Time-Dependent Density Functional Theory Applied to Average Atom Opacity
N. M. Gill, C. J. Fontes, C. E. Starrett

TL;DR
This study uses linear response time-dependent density functional theory to calculate plasma opacity of iron, chromium, and nickel, revealing limited channel mixing effects and suggesting other factors influence experimental opacity discrepancies.
Contribution
The paper applies linear response TD-DFT to plasma opacity calculations, highlighting the limited impact of channel mixing on opacity increases in these elements.
Findings
Opacity increase of 5-10% for iron due to channel mixing
No significant change in opacity trends for chromium and nickel
Channel mixing effects do not fully explain experimental opacity discrepancies
Abstract
We focus on studying the opacity of iron, chromium, and nickel plasmas at conditions relevant to experiments carried out at Sandia National Laboratories [J. E. Bailey et al., Nature 517, 56 (2015)]. We calculate the photo-absorption cross-sections and subsequent opacity for plasmas using linear response time-dependent density functional theory (TD-DFT).

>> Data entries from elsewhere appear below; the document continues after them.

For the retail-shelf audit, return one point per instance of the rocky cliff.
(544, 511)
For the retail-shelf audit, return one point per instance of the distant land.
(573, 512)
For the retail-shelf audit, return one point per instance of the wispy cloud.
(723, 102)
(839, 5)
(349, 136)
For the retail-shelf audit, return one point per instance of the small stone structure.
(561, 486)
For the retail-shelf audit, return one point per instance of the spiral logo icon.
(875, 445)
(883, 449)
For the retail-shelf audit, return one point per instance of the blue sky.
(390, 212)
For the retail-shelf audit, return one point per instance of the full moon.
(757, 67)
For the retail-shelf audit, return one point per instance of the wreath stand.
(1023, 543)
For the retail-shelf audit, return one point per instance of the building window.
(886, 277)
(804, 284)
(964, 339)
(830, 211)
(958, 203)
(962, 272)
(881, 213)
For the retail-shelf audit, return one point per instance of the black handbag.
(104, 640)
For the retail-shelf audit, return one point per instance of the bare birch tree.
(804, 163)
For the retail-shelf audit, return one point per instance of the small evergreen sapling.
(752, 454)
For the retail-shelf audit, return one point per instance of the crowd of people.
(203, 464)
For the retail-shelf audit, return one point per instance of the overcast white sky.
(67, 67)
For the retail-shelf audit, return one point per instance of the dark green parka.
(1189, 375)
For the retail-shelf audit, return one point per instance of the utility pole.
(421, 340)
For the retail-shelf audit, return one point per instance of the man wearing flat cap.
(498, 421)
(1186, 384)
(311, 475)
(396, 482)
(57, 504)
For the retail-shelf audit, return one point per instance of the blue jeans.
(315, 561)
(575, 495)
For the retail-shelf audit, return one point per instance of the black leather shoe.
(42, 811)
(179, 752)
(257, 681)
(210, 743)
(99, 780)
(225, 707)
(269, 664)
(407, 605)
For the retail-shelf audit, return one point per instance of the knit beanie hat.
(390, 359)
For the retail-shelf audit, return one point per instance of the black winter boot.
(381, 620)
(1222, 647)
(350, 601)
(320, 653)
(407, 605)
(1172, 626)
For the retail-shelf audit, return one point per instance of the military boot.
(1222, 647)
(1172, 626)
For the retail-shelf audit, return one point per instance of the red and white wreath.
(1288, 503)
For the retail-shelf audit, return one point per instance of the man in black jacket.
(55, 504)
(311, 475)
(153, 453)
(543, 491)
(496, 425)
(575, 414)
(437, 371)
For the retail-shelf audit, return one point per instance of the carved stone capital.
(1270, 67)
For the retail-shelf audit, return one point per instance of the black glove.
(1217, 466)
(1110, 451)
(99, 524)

Our results indicate that the physics of channel mixing accounted for in linear response TD-DFT leads to an increase in the opacity in the bound-free quasi-continuum, where the Sandia experiments indicate that models under-predict iron opacity. However, the increase seen in our calculations is only in the range of 5-10%. Further, we do not see any change in this trend for chromium and nickel. This behavior indicates that channel mixing effects do not explain the trends in opacity observed in the Sandia experiments.